Search code examples
modulofactorialmodular-arithmeticmontgomery-multiplication

Can Montgomery multiplication be used to speed up the computation of (large number)! % (some prime)


This question originates in a comment I almost wrote below this question, where Zack is computing the factorial of a large number modulo a large number (that we will assume to be prime for the sake of this question). Zack is using the traditional computation of factorial, taking the remainder at each multiplication.

I almost commented that an alternative to consider was Montgomery multiplication, but thinking more about it, I have only seen this technique used to speed up several multiplications by the same multiplicand (in particular, to speed up the computation of an mod p).

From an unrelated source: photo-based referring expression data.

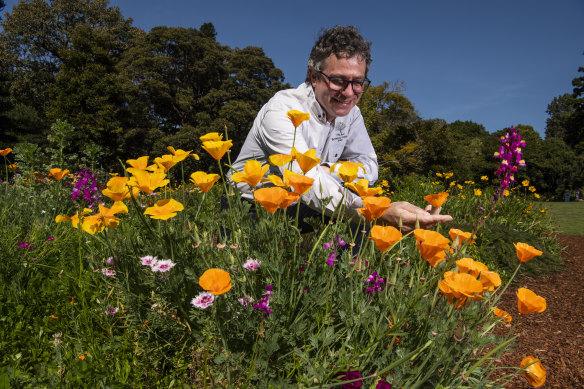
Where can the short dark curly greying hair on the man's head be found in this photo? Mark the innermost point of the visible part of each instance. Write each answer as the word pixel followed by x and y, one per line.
pixel 342 41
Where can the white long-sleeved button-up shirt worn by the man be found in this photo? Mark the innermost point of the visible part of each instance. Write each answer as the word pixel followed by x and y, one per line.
pixel 343 139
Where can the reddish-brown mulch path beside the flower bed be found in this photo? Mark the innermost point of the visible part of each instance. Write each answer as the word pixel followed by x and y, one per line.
pixel 556 336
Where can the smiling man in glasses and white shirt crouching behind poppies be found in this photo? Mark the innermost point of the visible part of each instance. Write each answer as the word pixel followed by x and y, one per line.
pixel 335 81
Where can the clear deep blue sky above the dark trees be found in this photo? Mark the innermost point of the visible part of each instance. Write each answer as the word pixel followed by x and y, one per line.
pixel 497 63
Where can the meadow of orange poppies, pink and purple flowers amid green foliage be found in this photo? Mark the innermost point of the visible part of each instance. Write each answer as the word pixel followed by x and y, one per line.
pixel 132 280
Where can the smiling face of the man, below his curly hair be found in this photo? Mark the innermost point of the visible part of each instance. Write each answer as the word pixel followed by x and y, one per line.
pixel 338 103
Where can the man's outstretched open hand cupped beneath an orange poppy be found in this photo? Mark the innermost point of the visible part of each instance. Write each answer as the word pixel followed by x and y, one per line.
pixel 410 213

My question is: can Montgomery multiplication be used to speed up the computation of n! mod p for large n and p?


Solution

  • Naively, no; you need to transform each of the n terms of the product into the "Montgomery space", so you have n full reductions mod m, the same as the "usual" algorithm.

    However, a factorial isn't just an arbitrary product of n terms; it's much more structured. In particular, if you already have the "Montgomerized" kr mod m, then you can use a very cheap reduction to get (k+1)r mod m.

    So this is perfectly feasible, though I haven't seen it done before. I went ahead and wrote a quick-and-dirty implementation (very untested, I wouldn't trust it very far at all):

    // returns m^-1 mod 2**64 via clever 2-adic arithmetic (http://arxiv.org/pdf/1209.6626.pdf)
    uint64_t inverse(uint64_t m) {
        assert(m % 2 == 1);
        uint64_t minv = 2 - m;
        uint64_t m_1 = m - 1;
        for (int i=1; i<6; i+=1) { m_1 *= m_1; minv *= (1 + m_1); }
        return minv;
    }
    
    uint64_t montgomery_reduce(__uint128_t x, uint64_t minv, uint64_t m) {
        return x + (__uint128_t)((uint64_t)x*-minv)*m >> 64;
    }
    
    uint64_t montgomery_multiply(uint64_t x, uint64_t y, uint64_t minv, uint64_t m) {
        return montgomery_reduce(full_product(x, y), minv, m);
    }
    
    uint64_t montgomery_factorial(uint64_t x, uint64_t m) {
        assert(x < m && m % 2 == 1);
        uint64_t minv = inverse(m); // m^-1 mod 2**64
        uint64_t r_mod_m = -m % m;  // 2**64 mod m
        uint64_t mont_term = r_mod_m;
        uint64_t mont_result = r_mod_m;
        for (uint64_t k=2; k<=x; k++) {
            // Compute the montgomerized product term: kr mod m = (k-1)r + r mod m.
            mont_term += r_mod_m;
            if (mont_term >= m) mont_term -= m;
            // Update the result by multiplying in the new term.
            mont_result = montgomery_multiply(mont_result, mont_term, minv, m);
        }
        // Final reduction
        return montgomery_reduce(mont_result, minv, m);
    }
    

    and benchmarked it against the usual implementation:

    __uint128_t full_product(uint64_t x, uint64_t y) {
        return (__uint128_t)x*y;
    }
    
    uint64_t naive_factorial(uint64_t x, uint64_t m) {
        assert(x < m);
        uint64_t result = x ? x : 1;
        while (x --> 2) result = full_product(result,x) % m;
        return result;
    }
    

    and against the usual implementation with some inline asm to fix a minor inefficiency:

    uint64_t x86_asm_factorial(uint64_t x, uint64_t m) {
        assert(x < m);
        uint64_t result = x ? x : 1;
        while (x --> 2) {
            __asm__("mov %[result], %%rax; mul %[x]; div %[m]"
                    : [result] "+d" (result) : [x] "r" (x), [m] "r" (m) : "%rax", "flags");
        }
        return result;
    }
    

    Results were as follows on my Haswell laptop for reasonably large x:

    implementation   speedup
    ---------------------------
    naive            1.00x
    x86_asm          1.76x
    montgomery       5.68x
    

    So this really does seem to be a pretty nice win. The codegen for the Montgomery implementation is pretty decent, but could probably be improved somewhat further with hand-written assembly as well.

    This is an interesting approach for "modest" x and m. Once x gets large, the various approaches that have sub-linear complexity in x will necessarily win out; factorial has so much structure that this method doesn't take advantage of.